Le parole hanno un peso oltre che un suono. Appurare, per esempio, ha un grande peso di responsabilità. Deriva dallo spagnolo “apurar” che sta per “rendere puro”. Induce colui che deve appurare (l’appuratore) ad una complessa operazione di verifica della verità, sfrondare il superfluo, sterilizzare l’infezione, sanare le tumefazioni arrivando alla cosa in se, alla cosa pura. Si da una prima occhiata all’oggetto, poi ci si avvicina, se è il caso si tocca la materia, un giro intorno, poi una serie di operazioni sempre più specifiche, con strumenti all’uopo utili: un termometro, un metro, una bilancia, un binocolo. C’è chi appura le cose da lontane ed usa il binocolo. Un cerimoniale potremmo dire che attraverso fasi ed azioni continue e consecutive verifica ciò che è vero. Anzi al contrario potremmo dire che ogni cerimonia è operazione di appuramento. Di cosa potrebbe essere una domanda. La cerimonia di un matrimonio che cosa appura? E di un battesimo? E il 2 giugno? La festa della Repubblica che cerimonia è?

Ogni anno gli italiani appurano la nascita di uno Stato nuovo che ebbe per la prima volta il contributo delle donne. Uscimmo da una guerra che devastò terra e uomini, corpo e spirito degli italiani, che decisero di non avere più come “capo” un italiano che nasceva e moriva Re ma uno che per merito poteva diventarlo e non per sempre.

La scelta non fu scontata. Il 2 giugno 1946 si votò sia per l’Assemblea costituente che per la forma dello Stato. Il governo De Gasperi gestì il “parto difficile” come lo definì l’allora ministro della giustizia Palmiro Togliatti con molta intelligenza.

La monarchia sabauda non aveva dato bella prova di se consentendo venti anni di fascismo totalitario ed atteggiamento “poco patriottico” dopo l’armistizio dell’8 settembre 1943. Insomma il risultato era scontato ma le cose vanno appurate. Con il voto dei cittadini e, per la prima volta, delle cittadine.

I dati che arrivavano dal pomeriggio di lunedì 3 giugno erano alterni e davano indicazioni di un paese diviso. A nord vinceva la Repubblica, a sud la Monarchia. Il sud borbonico diede uno schiaffo morale alla Monarchia savoiarda.

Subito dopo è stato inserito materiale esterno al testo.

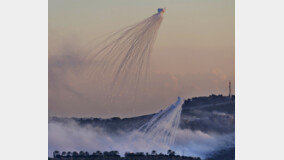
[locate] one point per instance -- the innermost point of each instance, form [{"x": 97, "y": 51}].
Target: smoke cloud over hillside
[{"x": 73, "y": 137}]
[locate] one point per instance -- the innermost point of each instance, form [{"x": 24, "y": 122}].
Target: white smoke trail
[
  {"x": 160, "y": 133},
  {"x": 123, "y": 57},
  {"x": 162, "y": 127}
]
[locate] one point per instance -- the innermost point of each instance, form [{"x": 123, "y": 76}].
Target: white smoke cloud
[{"x": 73, "y": 137}]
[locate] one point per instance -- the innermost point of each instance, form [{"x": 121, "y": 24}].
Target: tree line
[{"x": 114, "y": 155}]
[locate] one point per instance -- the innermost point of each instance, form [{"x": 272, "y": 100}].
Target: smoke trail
[
  {"x": 162, "y": 127},
  {"x": 124, "y": 55}
]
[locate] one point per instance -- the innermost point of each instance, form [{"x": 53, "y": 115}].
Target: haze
[{"x": 193, "y": 55}]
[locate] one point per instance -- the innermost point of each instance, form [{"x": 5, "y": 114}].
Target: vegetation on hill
[{"x": 114, "y": 155}]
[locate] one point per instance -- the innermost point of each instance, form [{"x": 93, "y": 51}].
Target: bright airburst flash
[{"x": 125, "y": 55}]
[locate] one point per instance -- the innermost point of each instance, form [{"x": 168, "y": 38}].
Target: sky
[{"x": 194, "y": 53}]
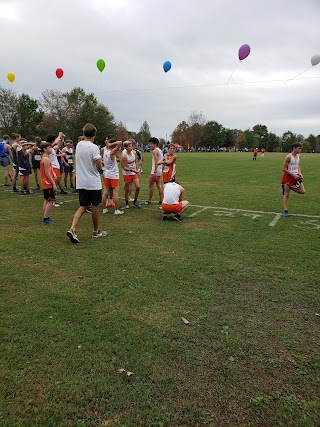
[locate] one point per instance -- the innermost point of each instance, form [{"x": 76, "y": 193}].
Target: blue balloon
[{"x": 167, "y": 66}]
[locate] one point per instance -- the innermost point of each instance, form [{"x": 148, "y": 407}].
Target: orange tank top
[{"x": 44, "y": 180}]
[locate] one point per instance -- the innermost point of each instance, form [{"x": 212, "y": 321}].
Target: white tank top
[
  {"x": 294, "y": 163},
  {"x": 54, "y": 159},
  {"x": 111, "y": 169},
  {"x": 171, "y": 193},
  {"x": 131, "y": 162},
  {"x": 159, "y": 168}
]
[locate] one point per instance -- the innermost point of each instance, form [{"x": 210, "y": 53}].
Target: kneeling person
[{"x": 173, "y": 201}]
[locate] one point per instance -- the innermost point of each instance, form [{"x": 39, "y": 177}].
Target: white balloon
[{"x": 315, "y": 59}]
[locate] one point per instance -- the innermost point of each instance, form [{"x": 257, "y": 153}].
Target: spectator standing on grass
[
  {"x": 89, "y": 169},
  {"x": 35, "y": 158},
  {"x": 48, "y": 182},
  {"x": 111, "y": 174},
  {"x": 15, "y": 145},
  {"x": 169, "y": 165},
  {"x": 5, "y": 155},
  {"x": 23, "y": 156},
  {"x": 173, "y": 201},
  {"x": 156, "y": 171},
  {"x": 68, "y": 153},
  {"x": 292, "y": 176},
  {"x": 130, "y": 173}
]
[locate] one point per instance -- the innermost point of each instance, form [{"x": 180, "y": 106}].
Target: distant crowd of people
[{"x": 53, "y": 164}]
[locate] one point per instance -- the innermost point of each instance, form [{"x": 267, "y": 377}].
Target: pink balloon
[
  {"x": 59, "y": 73},
  {"x": 244, "y": 51}
]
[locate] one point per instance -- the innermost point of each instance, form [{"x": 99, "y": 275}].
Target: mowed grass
[{"x": 72, "y": 316}]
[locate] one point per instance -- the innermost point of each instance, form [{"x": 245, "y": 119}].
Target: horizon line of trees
[{"x": 69, "y": 111}]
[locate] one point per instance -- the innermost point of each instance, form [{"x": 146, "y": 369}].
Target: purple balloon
[{"x": 244, "y": 51}]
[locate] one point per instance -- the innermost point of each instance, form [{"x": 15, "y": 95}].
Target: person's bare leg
[
  {"x": 95, "y": 217},
  {"x": 116, "y": 197},
  {"x": 77, "y": 217},
  {"x": 286, "y": 197},
  {"x": 160, "y": 189}
]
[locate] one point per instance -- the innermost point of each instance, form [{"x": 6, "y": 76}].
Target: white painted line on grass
[
  {"x": 275, "y": 220},
  {"x": 197, "y": 212},
  {"x": 250, "y": 211}
]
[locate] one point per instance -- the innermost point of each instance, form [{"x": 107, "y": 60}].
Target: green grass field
[{"x": 73, "y": 316}]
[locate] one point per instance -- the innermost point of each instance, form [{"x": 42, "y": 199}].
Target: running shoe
[
  {"x": 47, "y": 221},
  {"x": 72, "y": 236},
  {"x": 99, "y": 233}
]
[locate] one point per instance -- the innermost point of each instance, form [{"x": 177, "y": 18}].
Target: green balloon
[{"x": 101, "y": 65}]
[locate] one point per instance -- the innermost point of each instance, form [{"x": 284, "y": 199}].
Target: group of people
[{"x": 56, "y": 156}]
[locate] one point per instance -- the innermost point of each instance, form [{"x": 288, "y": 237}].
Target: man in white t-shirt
[
  {"x": 89, "y": 169},
  {"x": 173, "y": 201}
]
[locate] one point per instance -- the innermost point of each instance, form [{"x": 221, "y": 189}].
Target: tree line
[{"x": 68, "y": 111}]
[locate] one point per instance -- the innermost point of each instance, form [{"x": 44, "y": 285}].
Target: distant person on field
[
  {"x": 173, "y": 201},
  {"x": 292, "y": 176},
  {"x": 15, "y": 145},
  {"x": 130, "y": 173},
  {"x": 89, "y": 169},
  {"x": 35, "y": 158},
  {"x": 48, "y": 182},
  {"x": 169, "y": 165},
  {"x": 5, "y": 156},
  {"x": 156, "y": 171},
  {"x": 23, "y": 156},
  {"x": 111, "y": 174}
]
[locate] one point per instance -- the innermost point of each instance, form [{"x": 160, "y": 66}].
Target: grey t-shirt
[{"x": 87, "y": 175}]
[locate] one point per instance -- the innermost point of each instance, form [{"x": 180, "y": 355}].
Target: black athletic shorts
[
  {"x": 48, "y": 194},
  {"x": 68, "y": 169},
  {"x": 89, "y": 197}
]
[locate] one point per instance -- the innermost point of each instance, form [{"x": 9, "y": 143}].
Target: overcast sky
[{"x": 200, "y": 38}]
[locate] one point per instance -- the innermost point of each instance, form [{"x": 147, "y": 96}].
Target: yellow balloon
[{"x": 11, "y": 77}]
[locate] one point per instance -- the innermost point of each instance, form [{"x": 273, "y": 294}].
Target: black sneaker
[{"x": 72, "y": 236}]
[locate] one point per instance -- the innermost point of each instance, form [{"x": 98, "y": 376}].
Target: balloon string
[
  {"x": 297, "y": 75},
  {"x": 232, "y": 72}
]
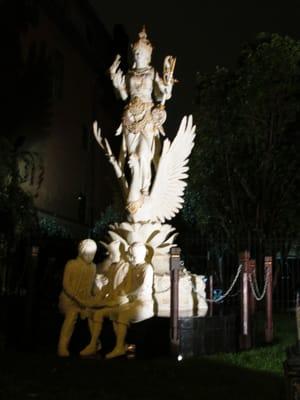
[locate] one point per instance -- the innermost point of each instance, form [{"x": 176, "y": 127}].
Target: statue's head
[
  {"x": 142, "y": 50},
  {"x": 137, "y": 253},
  {"x": 87, "y": 249}
]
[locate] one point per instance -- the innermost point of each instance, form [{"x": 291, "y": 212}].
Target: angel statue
[
  {"x": 142, "y": 122},
  {"x": 153, "y": 185}
]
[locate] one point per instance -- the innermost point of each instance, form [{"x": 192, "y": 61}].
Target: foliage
[
  {"x": 50, "y": 227},
  {"x": 108, "y": 216},
  {"x": 245, "y": 167}
]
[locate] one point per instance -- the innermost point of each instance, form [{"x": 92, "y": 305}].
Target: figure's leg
[
  {"x": 95, "y": 325},
  {"x": 120, "y": 348},
  {"x": 66, "y": 333}
]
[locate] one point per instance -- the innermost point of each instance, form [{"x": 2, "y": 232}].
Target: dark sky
[{"x": 202, "y": 36}]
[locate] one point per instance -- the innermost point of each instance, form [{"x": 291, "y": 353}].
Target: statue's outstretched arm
[
  {"x": 118, "y": 78},
  {"x": 104, "y": 144},
  {"x": 164, "y": 86}
]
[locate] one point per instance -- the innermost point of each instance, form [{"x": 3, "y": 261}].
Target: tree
[{"x": 245, "y": 166}]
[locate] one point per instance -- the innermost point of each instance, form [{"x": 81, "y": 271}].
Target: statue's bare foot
[
  {"x": 117, "y": 352},
  {"x": 90, "y": 350},
  {"x": 134, "y": 206}
]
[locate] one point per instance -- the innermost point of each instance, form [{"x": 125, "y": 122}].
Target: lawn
[{"x": 251, "y": 375}]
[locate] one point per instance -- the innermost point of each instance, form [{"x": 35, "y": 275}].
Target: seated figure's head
[
  {"x": 137, "y": 253},
  {"x": 142, "y": 50},
  {"x": 87, "y": 249}
]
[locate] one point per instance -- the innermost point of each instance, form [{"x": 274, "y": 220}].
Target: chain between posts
[
  {"x": 228, "y": 291},
  {"x": 254, "y": 286}
]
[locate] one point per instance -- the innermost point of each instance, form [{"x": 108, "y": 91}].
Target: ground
[{"x": 255, "y": 374}]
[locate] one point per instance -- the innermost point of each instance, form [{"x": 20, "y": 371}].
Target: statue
[
  {"x": 112, "y": 290},
  {"x": 140, "y": 293},
  {"x": 78, "y": 283},
  {"x": 152, "y": 171},
  {"x": 143, "y": 117}
]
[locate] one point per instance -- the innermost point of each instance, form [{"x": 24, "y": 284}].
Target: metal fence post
[
  {"x": 245, "y": 337},
  {"x": 252, "y": 301},
  {"x": 269, "y": 300}
]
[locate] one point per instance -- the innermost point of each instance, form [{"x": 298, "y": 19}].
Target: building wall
[{"x": 74, "y": 168}]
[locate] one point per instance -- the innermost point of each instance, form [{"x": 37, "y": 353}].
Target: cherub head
[
  {"x": 142, "y": 50},
  {"x": 87, "y": 249},
  {"x": 137, "y": 253}
]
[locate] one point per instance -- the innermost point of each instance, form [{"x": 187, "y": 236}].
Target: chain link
[
  {"x": 254, "y": 286},
  {"x": 228, "y": 291}
]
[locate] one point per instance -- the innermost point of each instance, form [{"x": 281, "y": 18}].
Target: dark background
[{"x": 201, "y": 34}]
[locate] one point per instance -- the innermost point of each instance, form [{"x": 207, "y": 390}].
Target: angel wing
[{"x": 166, "y": 197}]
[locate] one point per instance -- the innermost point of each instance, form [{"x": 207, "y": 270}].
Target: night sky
[{"x": 201, "y": 37}]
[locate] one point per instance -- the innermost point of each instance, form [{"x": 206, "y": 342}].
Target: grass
[
  {"x": 267, "y": 358},
  {"x": 250, "y": 375}
]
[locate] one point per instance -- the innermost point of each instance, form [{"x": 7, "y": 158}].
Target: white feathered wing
[{"x": 166, "y": 197}]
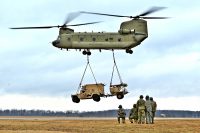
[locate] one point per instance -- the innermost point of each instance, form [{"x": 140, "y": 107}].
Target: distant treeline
[{"x": 106, "y": 113}]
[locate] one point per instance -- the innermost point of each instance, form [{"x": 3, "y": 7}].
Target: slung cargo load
[{"x": 89, "y": 91}]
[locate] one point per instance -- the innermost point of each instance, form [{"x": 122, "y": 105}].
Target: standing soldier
[
  {"x": 141, "y": 110},
  {"x": 148, "y": 110},
  {"x": 133, "y": 114},
  {"x": 154, "y": 106},
  {"x": 121, "y": 114}
]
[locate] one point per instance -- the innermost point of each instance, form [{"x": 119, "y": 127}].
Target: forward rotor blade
[
  {"x": 104, "y": 14},
  {"x": 38, "y": 27},
  {"x": 151, "y": 10},
  {"x": 71, "y": 16},
  {"x": 84, "y": 23}
]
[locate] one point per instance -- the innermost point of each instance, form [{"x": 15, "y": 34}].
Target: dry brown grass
[{"x": 35, "y": 125}]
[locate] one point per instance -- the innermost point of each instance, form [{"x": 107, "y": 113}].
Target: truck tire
[
  {"x": 120, "y": 95},
  {"x": 96, "y": 97},
  {"x": 75, "y": 99}
]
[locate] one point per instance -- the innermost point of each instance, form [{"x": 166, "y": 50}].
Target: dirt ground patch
[{"x": 87, "y": 125}]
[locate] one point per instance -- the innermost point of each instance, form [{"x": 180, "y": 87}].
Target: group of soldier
[{"x": 141, "y": 111}]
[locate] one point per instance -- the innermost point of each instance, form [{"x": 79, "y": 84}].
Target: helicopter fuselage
[{"x": 131, "y": 34}]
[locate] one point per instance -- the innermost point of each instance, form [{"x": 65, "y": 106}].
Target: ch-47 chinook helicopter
[{"x": 130, "y": 34}]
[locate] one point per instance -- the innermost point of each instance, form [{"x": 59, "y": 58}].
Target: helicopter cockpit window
[{"x": 93, "y": 39}]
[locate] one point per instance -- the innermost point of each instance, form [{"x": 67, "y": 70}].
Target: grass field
[{"x": 92, "y": 125}]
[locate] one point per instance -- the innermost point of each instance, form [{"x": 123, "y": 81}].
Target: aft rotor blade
[
  {"x": 84, "y": 23},
  {"x": 151, "y": 10},
  {"x": 154, "y": 17},
  {"x": 38, "y": 27},
  {"x": 71, "y": 16}
]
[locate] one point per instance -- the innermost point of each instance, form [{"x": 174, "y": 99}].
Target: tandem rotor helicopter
[{"x": 130, "y": 34}]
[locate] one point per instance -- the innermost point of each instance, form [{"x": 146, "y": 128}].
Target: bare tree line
[{"x": 106, "y": 113}]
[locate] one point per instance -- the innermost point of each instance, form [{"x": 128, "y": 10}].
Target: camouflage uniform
[
  {"x": 133, "y": 114},
  {"x": 154, "y": 106},
  {"x": 141, "y": 110},
  {"x": 148, "y": 112},
  {"x": 121, "y": 114}
]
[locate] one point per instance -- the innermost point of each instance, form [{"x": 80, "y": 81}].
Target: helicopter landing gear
[
  {"x": 86, "y": 52},
  {"x": 129, "y": 51}
]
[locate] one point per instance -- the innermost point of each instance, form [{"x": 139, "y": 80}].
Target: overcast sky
[{"x": 36, "y": 75}]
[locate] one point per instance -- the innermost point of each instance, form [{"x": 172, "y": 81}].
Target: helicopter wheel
[{"x": 129, "y": 51}]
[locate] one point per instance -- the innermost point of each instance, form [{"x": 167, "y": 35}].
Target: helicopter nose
[{"x": 55, "y": 43}]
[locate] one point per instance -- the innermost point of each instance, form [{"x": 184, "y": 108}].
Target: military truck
[
  {"x": 89, "y": 91},
  {"x": 96, "y": 91}
]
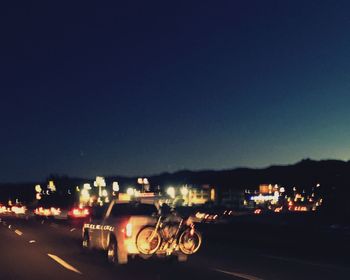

Solo il lunedì successivo – 10 giugno 1946 – il presidente della Corte di Cassazione Pagano annunciò i risultati del referendum (12.672.767 voti per la repubblica e 10.688.905 per la monarchia) senza proclamare la vittoria repubblicana. Anzi induceva a pensieri ambigui:  “La corte, a norma dell’art. 19 del D.L.L. 23 aprile 1946, n. 219, emetterà in altra adunanza il giudizio definitivo sulle contestazioni, le proteste e i reclami presentati agli uffici delle singole sezioni e agli uffici circoscrizionali o alla stessa corte concernenti lo svolgimento delle operazioni relative al referendum; integrerà i risultati con i dati delle sezioni ancora mancanti e indicherà il numero complessivo degli elettori votanti e quello dei voti nulli”.

Questa incertezza derivava da un formalismo giuridico della magistratura (non mi dilungo ma il punto era il concetto di “maggioranza di votanti” previsto dalla norma rispetto al voto che i voti nulli e le schede bianche non erano contemplate per la determinazione del punteggio) e dai tempi con il quale il ministero degli Interni, il socialista Romita, comunico i risultati in una conferenza stampa. Si diede adito a pensieri di brogli da parte del governo filorepubblicano.

La situazione rischiava di precipitare in una nuova guerra, questa volta tra monarchici e repubblicani. Tumulti in tutta Italia e una decina di morti a Napoli.

Ma ad un certo punto si appurò la fermezza della nuova classe dirigente italiana che attribuì le funzioni di capo provvisorio dello Stato ad Alcide De Gasperi, presidente del consiglio dei ministri, in attesa della proclamazione definitiva dei risultati.

Si appurò anche che Umberto II, il re di maggio, l’ultimo re d’Italia dimostrò di essere Re con l’ultimo atto da Re: polemizzò ma accettò il risultato anche non definitivo e partì per il Portogallo.

Ecco ogni anno il 2 giugno noi appuriamo il valore delle istituzioni e degli uomini che le hanno costruite e di quelli che le hanno accettate.

A proposito in spagnolo “apurar” significa anche portare a termine un lavoro.